Di sisi lain, Direktur Program Lembaga Studi Hukum Indonesia (LSHI) Hermansyah mengatakan UU Masyarakat Adat adalah payung hukum bagi UU lainnya untuk mengurangi kerusakan hutan akibat pembukaan perkebunan dan wilayah tambang skala besar.
"Nilai-nilai kearifan lokal itu tidak dianggap sebagai hukum padahal masyarakat adat yang menjaga hutannya. Mereka mengelola hutannya sesuai kebutuhan sendiri," kata Hermansyah.
Dia mengatakan juga bahwa kehadiran UU Masyarakat Adat melindungi masyarakat sekitar hutan dari bencana alam seperti banjir karena ada dorongan untuk tidak menebang hutan sembarangan.
"Ada satu daerah yang masyarakat memiliki hukum adatnya sendiri. Kalau anda menebang pohon, tetapi kamu harus menanam lagi karena pohon itu untuk gerenasi yang akan datang. Itu yang tidak dilakukan oleh pemerintah," ujarnya.

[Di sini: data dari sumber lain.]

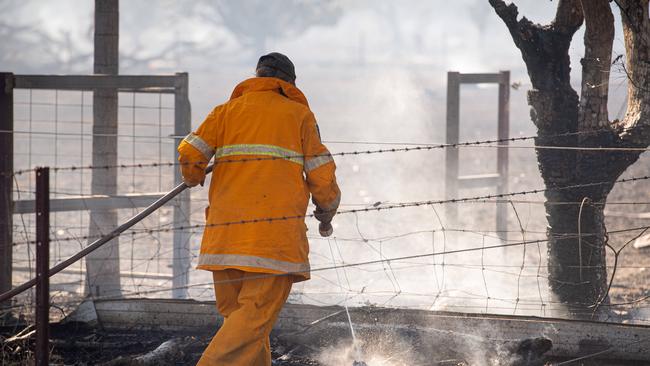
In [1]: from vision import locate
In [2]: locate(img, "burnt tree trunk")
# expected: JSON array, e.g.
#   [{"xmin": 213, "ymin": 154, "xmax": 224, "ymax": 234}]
[{"xmin": 488, "ymin": 0, "xmax": 650, "ymax": 317}]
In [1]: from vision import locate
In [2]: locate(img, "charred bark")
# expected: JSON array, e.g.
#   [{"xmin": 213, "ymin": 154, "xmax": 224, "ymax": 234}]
[{"xmin": 488, "ymin": 0, "xmax": 650, "ymax": 316}]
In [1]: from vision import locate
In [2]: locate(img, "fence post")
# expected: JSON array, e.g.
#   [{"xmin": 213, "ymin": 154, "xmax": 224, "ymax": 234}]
[
  {"xmin": 0, "ymin": 72, "xmax": 14, "ymax": 307},
  {"xmin": 86, "ymin": 0, "xmax": 122, "ymax": 296},
  {"xmin": 172, "ymin": 73, "xmax": 192, "ymax": 299},
  {"xmin": 35, "ymin": 168, "xmax": 50, "ymax": 366},
  {"xmin": 497, "ymin": 71, "xmax": 510, "ymax": 241},
  {"xmin": 445, "ymin": 71, "xmax": 460, "ymax": 227}
]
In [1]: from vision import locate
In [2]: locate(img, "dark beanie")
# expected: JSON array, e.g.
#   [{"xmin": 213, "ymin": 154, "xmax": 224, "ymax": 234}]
[{"xmin": 256, "ymin": 52, "xmax": 296, "ymax": 80}]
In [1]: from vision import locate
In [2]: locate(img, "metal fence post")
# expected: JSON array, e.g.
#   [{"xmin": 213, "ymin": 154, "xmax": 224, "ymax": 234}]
[
  {"xmin": 172, "ymin": 73, "xmax": 192, "ymax": 299},
  {"xmin": 35, "ymin": 168, "xmax": 50, "ymax": 366},
  {"xmin": 0, "ymin": 73, "xmax": 14, "ymax": 307},
  {"xmin": 445, "ymin": 71, "xmax": 460, "ymax": 227},
  {"xmin": 497, "ymin": 71, "xmax": 510, "ymax": 241}
]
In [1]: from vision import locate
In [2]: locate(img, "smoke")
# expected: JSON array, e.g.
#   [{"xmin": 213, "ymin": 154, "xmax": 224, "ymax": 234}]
[{"xmin": 316, "ymin": 337, "xmax": 424, "ymax": 366}]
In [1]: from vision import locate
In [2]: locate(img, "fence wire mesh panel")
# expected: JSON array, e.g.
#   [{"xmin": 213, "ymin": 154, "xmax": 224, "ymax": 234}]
[
  {"xmin": 8, "ymin": 74, "xmax": 190, "ymax": 317},
  {"xmin": 3, "ymin": 72, "xmax": 650, "ymax": 332}
]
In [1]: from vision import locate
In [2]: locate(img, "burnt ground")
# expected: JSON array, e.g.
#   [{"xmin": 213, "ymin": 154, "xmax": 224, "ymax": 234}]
[
  {"xmin": 0, "ymin": 323, "xmax": 319, "ymax": 366},
  {"xmin": 0, "ymin": 323, "xmax": 640, "ymax": 366}
]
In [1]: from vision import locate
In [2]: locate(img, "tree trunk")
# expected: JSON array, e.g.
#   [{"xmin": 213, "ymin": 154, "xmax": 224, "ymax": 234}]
[{"xmin": 488, "ymin": 0, "xmax": 650, "ymax": 317}]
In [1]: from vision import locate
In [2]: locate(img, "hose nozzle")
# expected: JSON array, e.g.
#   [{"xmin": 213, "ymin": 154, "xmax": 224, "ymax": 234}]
[{"xmin": 318, "ymin": 222, "xmax": 334, "ymax": 238}]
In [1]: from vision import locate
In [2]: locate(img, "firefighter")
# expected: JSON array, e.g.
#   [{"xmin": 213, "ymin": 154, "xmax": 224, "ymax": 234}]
[{"xmin": 178, "ymin": 52, "xmax": 341, "ymax": 366}]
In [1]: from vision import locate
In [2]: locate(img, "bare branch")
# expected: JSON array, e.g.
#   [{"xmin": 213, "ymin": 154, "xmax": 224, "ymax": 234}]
[
  {"xmin": 578, "ymin": 0, "xmax": 614, "ymax": 131},
  {"xmin": 488, "ymin": 0, "xmax": 582, "ymax": 93},
  {"xmin": 616, "ymin": 0, "xmax": 650, "ymax": 146},
  {"xmin": 553, "ymin": 0, "xmax": 583, "ymax": 34}
]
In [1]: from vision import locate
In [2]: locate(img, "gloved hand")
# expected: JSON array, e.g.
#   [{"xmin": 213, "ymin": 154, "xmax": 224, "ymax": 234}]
[
  {"xmin": 314, "ymin": 206, "xmax": 336, "ymax": 224},
  {"xmin": 183, "ymin": 177, "xmax": 205, "ymax": 188}
]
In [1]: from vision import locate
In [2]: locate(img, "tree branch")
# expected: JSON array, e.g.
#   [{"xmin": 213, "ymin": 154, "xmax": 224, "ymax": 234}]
[
  {"xmin": 552, "ymin": 0, "xmax": 583, "ymax": 35},
  {"xmin": 616, "ymin": 0, "xmax": 650, "ymax": 146},
  {"xmin": 578, "ymin": 0, "xmax": 614, "ymax": 131},
  {"xmin": 488, "ymin": 0, "xmax": 582, "ymax": 92}
]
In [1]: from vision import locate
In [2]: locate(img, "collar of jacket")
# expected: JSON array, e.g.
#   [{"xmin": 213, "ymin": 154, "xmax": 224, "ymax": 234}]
[{"xmin": 230, "ymin": 78, "xmax": 309, "ymax": 107}]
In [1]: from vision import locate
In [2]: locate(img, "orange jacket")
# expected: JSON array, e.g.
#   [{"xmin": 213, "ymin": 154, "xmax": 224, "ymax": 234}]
[{"xmin": 178, "ymin": 78, "xmax": 341, "ymax": 282}]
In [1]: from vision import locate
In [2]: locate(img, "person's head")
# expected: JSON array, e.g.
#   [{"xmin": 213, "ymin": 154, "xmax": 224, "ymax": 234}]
[{"xmin": 255, "ymin": 52, "xmax": 296, "ymax": 85}]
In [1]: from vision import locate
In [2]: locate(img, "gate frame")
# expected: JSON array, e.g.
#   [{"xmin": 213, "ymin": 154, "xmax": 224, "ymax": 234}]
[
  {"xmin": 0, "ymin": 72, "xmax": 192, "ymax": 298},
  {"xmin": 445, "ymin": 71, "xmax": 510, "ymax": 241}
]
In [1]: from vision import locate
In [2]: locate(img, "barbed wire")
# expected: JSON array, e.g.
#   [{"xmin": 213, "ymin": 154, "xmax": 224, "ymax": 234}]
[
  {"xmin": 14, "ymin": 175, "xmax": 650, "ymax": 245},
  {"xmin": 7, "ymin": 123, "xmax": 648, "ymax": 175}
]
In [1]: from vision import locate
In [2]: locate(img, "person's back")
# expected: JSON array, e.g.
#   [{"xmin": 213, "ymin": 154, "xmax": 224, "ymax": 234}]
[{"xmin": 179, "ymin": 54, "xmax": 340, "ymax": 365}]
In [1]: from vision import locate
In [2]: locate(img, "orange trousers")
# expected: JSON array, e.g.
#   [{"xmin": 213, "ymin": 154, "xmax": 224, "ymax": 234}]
[{"xmin": 197, "ymin": 269, "xmax": 293, "ymax": 366}]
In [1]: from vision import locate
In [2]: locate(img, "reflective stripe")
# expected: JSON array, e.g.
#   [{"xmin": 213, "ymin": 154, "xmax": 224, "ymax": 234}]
[
  {"xmin": 321, "ymin": 193, "xmax": 341, "ymax": 211},
  {"xmin": 199, "ymin": 254, "xmax": 309, "ymax": 273},
  {"xmin": 184, "ymin": 133, "xmax": 214, "ymax": 160},
  {"xmin": 305, "ymin": 154, "xmax": 334, "ymax": 173},
  {"xmin": 215, "ymin": 144, "xmax": 303, "ymax": 165}
]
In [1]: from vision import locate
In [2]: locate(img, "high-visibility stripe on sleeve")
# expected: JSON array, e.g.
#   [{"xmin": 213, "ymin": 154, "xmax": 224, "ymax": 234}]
[
  {"xmin": 199, "ymin": 253, "xmax": 310, "ymax": 273},
  {"xmin": 184, "ymin": 133, "xmax": 214, "ymax": 160},
  {"xmin": 215, "ymin": 144, "xmax": 304, "ymax": 165},
  {"xmin": 305, "ymin": 154, "xmax": 334, "ymax": 173}
]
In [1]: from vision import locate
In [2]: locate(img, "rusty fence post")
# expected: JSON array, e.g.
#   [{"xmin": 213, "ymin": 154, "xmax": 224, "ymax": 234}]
[
  {"xmin": 445, "ymin": 71, "xmax": 460, "ymax": 228},
  {"xmin": 172, "ymin": 72, "xmax": 192, "ymax": 299},
  {"xmin": 497, "ymin": 71, "xmax": 510, "ymax": 241},
  {"xmin": 0, "ymin": 72, "xmax": 14, "ymax": 308},
  {"xmin": 35, "ymin": 167, "xmax": 50, "ymax": 366}
]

Menurut Hermansyah, apabila negara dan pemerintah terlalu berorientasi kepada hukum positif dan mengabaikan hukum adat dan kearifan lokal terkait dengan perlindungan pengelolaan lingkungan hidup adalah kekeliruan besar dan harus dikoreksi.
Guru Besar Ilmu Hukum Universitas Nasional (Unas) Jakarta Jeane Netje Saly mengemukakan negara mengakui dan menghormati kesatuan-kesatuan masyarakat hukum adat beserta hak-hak tradisionalnya sepanjang masih hidup dan sesuai dengan perkembangan masyarakat.
"Saya meneliti tentang pangan. Ketika melihat masyarakat berusaha menciptakan supaya masyarakat kembali makan sumber pangan lokal. Ada pemerintah yang mengharuskan selama 1 bulan minimal 12% makan sagu, itu pun susah," ujarnya.
Namun demikian, dia mendorong supaya pemda setempat supaya kian melibatkan masyarakat agar terbiasa mengonsumsi pangan lokal.